The order of a Latin square refers to the number of distinct symbols found within a Latin square.
Proposition: Show that there exist no idempotent and commutative Latin squares of even order.
Proof Attempt: Consider the last entry of the first row of $2n \times 2n$ array such that $n\in\Bbb{N}$. For the sake of contradiction, suppose this an array of an idempotent and commutative Latin square. Observe that $\forall i(1\leq 1\leq 2n)$, the $(i,i)$ entry has entry $i$, due to idempotence.

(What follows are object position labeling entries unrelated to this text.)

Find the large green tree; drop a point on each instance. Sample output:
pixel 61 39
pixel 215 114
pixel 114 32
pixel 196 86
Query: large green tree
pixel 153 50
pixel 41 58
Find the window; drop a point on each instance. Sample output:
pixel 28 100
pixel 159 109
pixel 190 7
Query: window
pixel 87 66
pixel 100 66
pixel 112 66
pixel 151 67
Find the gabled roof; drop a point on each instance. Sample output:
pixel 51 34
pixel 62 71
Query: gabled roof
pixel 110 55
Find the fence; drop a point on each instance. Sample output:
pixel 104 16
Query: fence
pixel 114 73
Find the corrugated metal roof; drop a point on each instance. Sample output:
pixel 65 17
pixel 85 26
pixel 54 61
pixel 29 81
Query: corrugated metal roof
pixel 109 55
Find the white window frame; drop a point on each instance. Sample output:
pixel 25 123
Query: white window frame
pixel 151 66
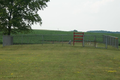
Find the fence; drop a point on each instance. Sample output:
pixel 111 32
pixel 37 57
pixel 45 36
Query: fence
pixel 89 40
pixel 111 40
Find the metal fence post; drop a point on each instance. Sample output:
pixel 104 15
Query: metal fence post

Since it's commutative $\forall k\in\Bbb{N}((i+k, i-k)=(i-k, i+k))$. Note that $(i-(i-1), i+(i-1))=(1, 2i-1)$ and $2i-1$ is odd. Thus, any $i=1,\cdots,n$ is in some entry $(1, 2i-1)$. Moreover, we assert that any $i=n+1,\cdots 2n$ cannot be in the entry $(1,2n)$. Keep in mind, $\forall i\forall k((i,i)=i=(i+k, i-k)=(i-k, i+k))$ due to commutativity and idempotence of our latin square. We now consider $i$ such that $n+1\leq i\leq 2n$. Note $(n+j,n+j)$ is at the $(n+j)th$ column of the array; $1\leq j\leq n$. Since $(n+j)-k=1 \Leftrightarrow k=(n+j)-1$ and $(n+j)+(n+j)-1=2n+(2j-1)$ such that $1\leq j\leq n$, then we have $1 \leq 2j-1 \leq 2n-1$ which further imply that $\forall k(n+j=(n+j-k, n+j+k)\neq (1,2n))$ where $k=(n+j)-1$ and $1\leq j\leq n$. Thus, $(1, 2n)\neq n+1, \cdots, 2n$. Since $1,\cdots, n$ are odd-index entries of row 1 of the array, then none of the symbols $1,2,3,\cdots, 2n$ can be in entry $(1,2n)$. Therefore, the array with its assumed restrictions can never be completed to be a Latin square; the proposition holds.
There is an easier proof:
As the square is commutative, each number must occur an equal number of times above the diagonal and below the diagonal. The total number of occurances of any number in these areas will therefore be even. For a square of even order, every number must occur an even number of times. Therefore any number on the diagonal (the only remaining area) must also occur an even number of times. Therefore the square cannot be idempotent.